The Tallest Man On Earth
Run The Jewels
Kate Tempest (Apollo)
Not too much has changed in the few months since we last saw Kate Tempest — most notable is her swapping her second drummer for a back-up singer. Not a bad change, as the singer in question not only adds strength to the sung portions of Tempest’s songs, but also ups the energy on stage by dancing a way that shows more form than Tempest’s long, bobbing strides across the stage.

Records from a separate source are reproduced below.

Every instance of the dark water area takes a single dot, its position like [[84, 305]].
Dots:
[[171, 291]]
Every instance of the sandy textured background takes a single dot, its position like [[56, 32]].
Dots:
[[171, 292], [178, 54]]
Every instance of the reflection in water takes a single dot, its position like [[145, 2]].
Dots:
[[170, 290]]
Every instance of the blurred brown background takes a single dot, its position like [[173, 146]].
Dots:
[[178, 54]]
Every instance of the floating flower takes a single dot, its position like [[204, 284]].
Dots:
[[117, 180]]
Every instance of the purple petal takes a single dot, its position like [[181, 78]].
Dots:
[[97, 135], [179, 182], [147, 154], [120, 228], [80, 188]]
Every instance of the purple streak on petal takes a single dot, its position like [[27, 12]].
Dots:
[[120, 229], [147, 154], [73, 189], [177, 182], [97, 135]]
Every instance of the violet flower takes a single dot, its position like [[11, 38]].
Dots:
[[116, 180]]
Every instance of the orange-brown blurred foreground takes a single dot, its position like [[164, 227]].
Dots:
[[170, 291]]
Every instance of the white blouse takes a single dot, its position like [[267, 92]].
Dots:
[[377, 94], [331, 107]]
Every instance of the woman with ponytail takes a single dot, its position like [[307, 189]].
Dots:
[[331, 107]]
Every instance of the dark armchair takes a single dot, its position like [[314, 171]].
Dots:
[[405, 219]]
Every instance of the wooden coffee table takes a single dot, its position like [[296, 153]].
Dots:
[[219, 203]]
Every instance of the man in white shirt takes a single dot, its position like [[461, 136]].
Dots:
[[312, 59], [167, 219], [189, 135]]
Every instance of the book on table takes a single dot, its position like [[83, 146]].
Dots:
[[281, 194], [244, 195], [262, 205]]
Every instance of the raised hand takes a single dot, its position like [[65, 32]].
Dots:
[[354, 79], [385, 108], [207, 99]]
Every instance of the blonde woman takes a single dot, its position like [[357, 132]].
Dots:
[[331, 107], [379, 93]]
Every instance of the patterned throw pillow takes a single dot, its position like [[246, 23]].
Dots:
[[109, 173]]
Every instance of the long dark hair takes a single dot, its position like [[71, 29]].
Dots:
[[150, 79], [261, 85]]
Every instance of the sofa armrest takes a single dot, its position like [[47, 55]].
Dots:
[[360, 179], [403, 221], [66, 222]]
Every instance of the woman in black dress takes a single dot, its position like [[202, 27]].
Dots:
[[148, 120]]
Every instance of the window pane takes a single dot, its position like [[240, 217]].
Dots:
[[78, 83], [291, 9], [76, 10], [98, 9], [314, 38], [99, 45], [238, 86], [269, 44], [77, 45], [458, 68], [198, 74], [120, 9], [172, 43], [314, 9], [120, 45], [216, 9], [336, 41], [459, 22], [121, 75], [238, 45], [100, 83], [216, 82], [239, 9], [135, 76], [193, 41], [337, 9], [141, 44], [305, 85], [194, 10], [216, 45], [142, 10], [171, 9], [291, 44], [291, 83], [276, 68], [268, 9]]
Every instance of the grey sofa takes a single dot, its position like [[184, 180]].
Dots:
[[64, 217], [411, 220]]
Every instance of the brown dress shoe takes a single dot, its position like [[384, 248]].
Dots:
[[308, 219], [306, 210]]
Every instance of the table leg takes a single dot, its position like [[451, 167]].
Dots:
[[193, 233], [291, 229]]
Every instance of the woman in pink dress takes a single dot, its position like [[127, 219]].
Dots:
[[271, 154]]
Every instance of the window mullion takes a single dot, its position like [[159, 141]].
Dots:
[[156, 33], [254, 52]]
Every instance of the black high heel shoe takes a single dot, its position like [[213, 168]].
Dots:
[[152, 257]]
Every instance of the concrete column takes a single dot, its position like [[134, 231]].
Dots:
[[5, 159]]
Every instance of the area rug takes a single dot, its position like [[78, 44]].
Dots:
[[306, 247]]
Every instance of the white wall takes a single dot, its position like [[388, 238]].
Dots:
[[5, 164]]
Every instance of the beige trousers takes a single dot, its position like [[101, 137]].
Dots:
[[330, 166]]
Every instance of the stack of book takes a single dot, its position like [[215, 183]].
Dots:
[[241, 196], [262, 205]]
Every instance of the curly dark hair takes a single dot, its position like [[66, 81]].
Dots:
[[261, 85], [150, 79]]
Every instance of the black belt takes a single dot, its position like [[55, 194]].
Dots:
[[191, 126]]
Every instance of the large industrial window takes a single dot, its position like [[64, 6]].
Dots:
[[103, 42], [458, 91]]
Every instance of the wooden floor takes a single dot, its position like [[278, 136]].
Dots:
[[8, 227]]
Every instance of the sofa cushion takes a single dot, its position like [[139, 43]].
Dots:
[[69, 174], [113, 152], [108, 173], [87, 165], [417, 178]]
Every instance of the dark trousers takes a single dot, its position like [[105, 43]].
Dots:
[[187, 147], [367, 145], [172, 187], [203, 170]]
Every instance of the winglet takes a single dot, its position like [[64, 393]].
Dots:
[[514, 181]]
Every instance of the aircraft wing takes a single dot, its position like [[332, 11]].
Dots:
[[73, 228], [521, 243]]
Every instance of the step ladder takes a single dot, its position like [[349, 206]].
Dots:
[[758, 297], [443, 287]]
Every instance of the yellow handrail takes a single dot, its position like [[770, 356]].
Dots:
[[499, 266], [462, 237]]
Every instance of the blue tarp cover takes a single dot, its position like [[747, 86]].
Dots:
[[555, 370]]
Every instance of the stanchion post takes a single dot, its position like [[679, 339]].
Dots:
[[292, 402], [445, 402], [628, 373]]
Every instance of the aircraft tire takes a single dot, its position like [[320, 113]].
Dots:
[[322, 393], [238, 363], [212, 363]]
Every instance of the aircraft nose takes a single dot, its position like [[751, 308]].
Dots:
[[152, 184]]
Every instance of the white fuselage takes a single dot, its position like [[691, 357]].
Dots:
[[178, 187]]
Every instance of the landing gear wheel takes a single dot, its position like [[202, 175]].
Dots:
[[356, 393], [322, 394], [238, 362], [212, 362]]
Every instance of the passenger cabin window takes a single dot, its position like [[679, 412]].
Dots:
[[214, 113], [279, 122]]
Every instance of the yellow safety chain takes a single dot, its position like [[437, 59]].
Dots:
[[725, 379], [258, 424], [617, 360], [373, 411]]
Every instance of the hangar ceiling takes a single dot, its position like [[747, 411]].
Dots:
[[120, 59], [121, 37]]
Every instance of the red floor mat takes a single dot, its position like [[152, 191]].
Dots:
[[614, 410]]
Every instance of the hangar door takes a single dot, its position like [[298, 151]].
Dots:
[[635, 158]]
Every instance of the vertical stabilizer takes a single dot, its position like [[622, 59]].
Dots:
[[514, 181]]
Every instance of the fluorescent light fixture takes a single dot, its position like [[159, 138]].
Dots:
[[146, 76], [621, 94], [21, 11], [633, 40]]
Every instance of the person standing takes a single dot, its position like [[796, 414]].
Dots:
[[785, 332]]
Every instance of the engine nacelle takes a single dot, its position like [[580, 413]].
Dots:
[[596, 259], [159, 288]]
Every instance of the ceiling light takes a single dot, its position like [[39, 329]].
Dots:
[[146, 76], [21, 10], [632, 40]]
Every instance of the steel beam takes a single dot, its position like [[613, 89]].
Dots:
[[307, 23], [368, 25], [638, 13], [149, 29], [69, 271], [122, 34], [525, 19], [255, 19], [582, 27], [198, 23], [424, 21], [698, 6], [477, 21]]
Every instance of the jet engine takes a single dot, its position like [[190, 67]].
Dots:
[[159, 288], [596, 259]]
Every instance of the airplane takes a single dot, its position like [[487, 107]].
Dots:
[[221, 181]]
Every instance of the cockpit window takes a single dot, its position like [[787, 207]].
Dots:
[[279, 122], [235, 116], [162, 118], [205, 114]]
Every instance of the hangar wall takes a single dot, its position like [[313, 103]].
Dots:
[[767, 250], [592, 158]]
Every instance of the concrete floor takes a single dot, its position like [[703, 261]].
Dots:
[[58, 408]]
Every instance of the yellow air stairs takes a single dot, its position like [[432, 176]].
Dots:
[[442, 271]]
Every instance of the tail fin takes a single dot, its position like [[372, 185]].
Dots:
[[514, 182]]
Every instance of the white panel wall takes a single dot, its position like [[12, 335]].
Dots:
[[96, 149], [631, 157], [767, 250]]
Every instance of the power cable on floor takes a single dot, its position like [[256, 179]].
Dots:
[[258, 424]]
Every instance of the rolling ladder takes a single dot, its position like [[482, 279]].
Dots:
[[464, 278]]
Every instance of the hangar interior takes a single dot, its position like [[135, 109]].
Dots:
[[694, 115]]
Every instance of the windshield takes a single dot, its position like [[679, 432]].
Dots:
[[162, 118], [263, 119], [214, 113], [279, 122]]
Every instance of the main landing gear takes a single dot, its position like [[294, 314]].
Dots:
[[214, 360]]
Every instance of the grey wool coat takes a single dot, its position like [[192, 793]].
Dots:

As for Tempest herself, when we saw her at Lille Vega, we had the sneaking suspicion that she was an artist suited to festivals. It’s nice to be right about these things. Her set is more tailored to the atmosphere, keeping the spoken word elements limited to the bridge of “The Truth” and set closer “Hold Your Own,” which was received with the same spirit as in a tiny club. And it was really nice to see a broad smile across her face during most of the set; she seemed to really be in her element, and the crowd could not be more enthusiastic.
But you have to wonder how closely people were listening to her words; the irony of the two men next to use stripping naked from the waist down during “Bad Place for a Good Time” didn’t go unnoticed.
Run the Jewels (Arena)
Run the Jewels made their live debut at Roskilde in 2012. When El-P generously proclaims, “Roskilde is the home of Run the Jewels,” it sets off a packed audience that didn’t need an excuse to be set off. They probably would have managed this without actually inciting the crowd, as the call and response of “everybody’s doing it” in the chorus of “Lie, Cheat, Steal” proved. It was also far more authentic than the constant demand that the audience chant “RTJ,” but Run the Jewels also occupy that rare space of popularity and cool that translates into un-self-conscious fun.
This joy for the sake of joy carries throughout Arena. While El-P runs in circles like a hyperactive dog, and Killer Mike dominates with his presence alone, the teaming crowd is flinging plastic cups of water — helpfully handed out by audience support staff who are just trying to prevent dance floor dehydration syndrome — into the air. In the midday heat it would have been refreshing, but it’s past 21:00 now. If things didn’t wrap up shortly after the one hour mark, we might have caught a cold.
Goat is a pretty unusual encounter of a band. They hide their identities behind decorated masks and fluttering tribe-dresses, they’ve created a unique musical platform as colorful as their costumes, and they’re named Goat! The Swedes caught the attention of listeners and critics on a large international scale with their debut World Music in 2012. Continuing their ritual the band is now touring with the sequel Commune.
On stage the band kickstarts the evening with the funky and familiar ‘Let it bleed’ from World Music. The song is stuffed with hooks and groovy rhythms which makes it impossible not to dance. Or maybe it’s the two shaman-lead-singers who cast dance-spells on the crowd with their magic maces. Anyway, I watch the crowd moving like boiling cauldron from the back of the room. The lead singers are constantly dancing – I can’t help wondering how many litres they’re actually sweating out during a night like this.
The songs are streched into long transcending improvisations with myriads of hypnotising solos, all swept in wah and fuzz. And just like the dancing the rhythm never stops – the drummer and the percussionist bash their drums fast and untiringly throughout the concert. Some songs even merge with the next one with no pause in between. It is a trippy experience that opens the doors to what Jim Morrison named the other side – an invitation that is reverently accepted by a couple of rebellious guys who freely share a spliff.
“Run To Your Mama” is the closest thing you’ll get to a real hit from the band’s repertoire, and it is a true crowd pleaser. But Goat isn’t done yet. The live version of ‘Det som aldrig förändras/Diarabi’ is so heavy and dictating that the crowd and their crazy dance movements immediately morphs into an army of nodding silhouettes. A perfect end to the ball.
The positive things to say about this band are plentiful, in short, go buy their albums and purchase some tickets – it’s highly recommended.